Aku adalah seorang perempuan biasa yang dilahirkan di sebuah dusun pegunungan yang sangat terpencil. Hari demi hari, orang
tuaku membajak tanah kering kuning, dan punggung mereka menghadap ke
langit. Aku mempunyai seorang adik laki - laki, tiga tahun lebih muda
dariku.
Suatu
ketika, untuk membeli sebuah sapu tangan yang mana semua gadis di
sekelilingku sering membawanya, untuk mendapatkannya, aku mencuri lima
ribu rupiah dari laci ayahku. Ayah segera menyadarinya. Beliau membuat
adikku dan aku berlutut di depan tembok, dengan sebuah tongkat bambu di tangannya. "Siapa yang mencuri uang
di laci ayah?" Beliau bertanya. Aku terpaku, terlalu takut untuk
berbicara. Ayah tidak mendengar siapa pun mengaku, jadi Beliau
mengatakan. "Baiklah, kalau begitu, kalian berdua layak dipukul!"
Dia mengangkat tongkat bambu itu tingi-tinggi. Tiba-tiba, adikku mencengkeram tangannya dan berkata, "Ayah, aku yang melakukannya!"
Tongkat
panjang itu menghantam punggung adikku bertubi-tubi. Ayah begitu
marahnya sehingga ia terus menerus mencambukinya sampai Beliau kehabisan
nafas.
Sesudahnya, Beliau duduk di atas ranjang batu bata dan memarahi kami, "Kamu sudah belajar
mencuri dari rumah sekarang, hal memalukan apa lagi yang akan kamu
lakukan di masa mendatang? ... Kamu layak dipukul sampai mati! Kamu
pencuri tidak tahu malu!"
Malam
itu, ibu dan aku memeluk adikku dalam pelukan kami. Tubuhnya penuh
dengan luka, tetapi ia tidak menitikkan air mata setetes pun. Di
pertengahan malam itu, saya tiba-tiba mulai menangis meraung-raung.
Adikku menutup mulutku dengan tangan kecilnya dan berkata,
"Kak, jangan menangis lagi sekarang. Semuanya sudah terjadi."

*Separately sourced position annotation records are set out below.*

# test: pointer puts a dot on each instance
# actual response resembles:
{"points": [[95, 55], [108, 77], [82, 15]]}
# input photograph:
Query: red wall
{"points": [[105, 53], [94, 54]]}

Aku masih selalu membenci diriku karena tidak memiliki cukup keberanian untuk maju mengaku.
Bertahun-tahun
telah lewat, tapi insiden tersebut masih kelihatan seperti baru
kemarin. Aku akan tidak pernah lupa wajah adikku ketika ia melindungiku.
Waktu itu, adikku berusia 8 tahun Aku berusia 11. Ketika adikku berada
pada tahun terakhirnya di SMP, ia lulus untuk masuk ke SMA di pusat
kabupaten.
Pada
saat yang sama, saya diterima untuk masuk ke sebuah universitas
propinsi. Malam itu, ayah berjongkok di halaman, menghisap rokok
tembakaunya, bungkus demi bungkus. Saya mendengarnya memberengut, "Kedua
anak kita mempunyai prestasi yang bagus.......hasil yang begitu
baik..." Ibu mengusap air matanya yang mengalir dan menghela nafas, "Apa
gunanya? Bagaimana mungkin kita bisa membiayai keduanya sekaligus?"Saat
itu juga, adikku berjalan keluar ke hadapan ayah dan berkata, "Ayah,
saya tidak mau melanjutkan sekolah lagi, saya telah cukup membaca banyak buku."
Ayah
mengayunkan tangannya dan memukul adikku pada wajahnya. "Mengapa kau
mempunyai jiwa yang begitu keparat lemahnya? Bahkan jika ayah mesti
mengemis di jalanan ayah akan menyekolahkan kamu berdua sampai selesai!"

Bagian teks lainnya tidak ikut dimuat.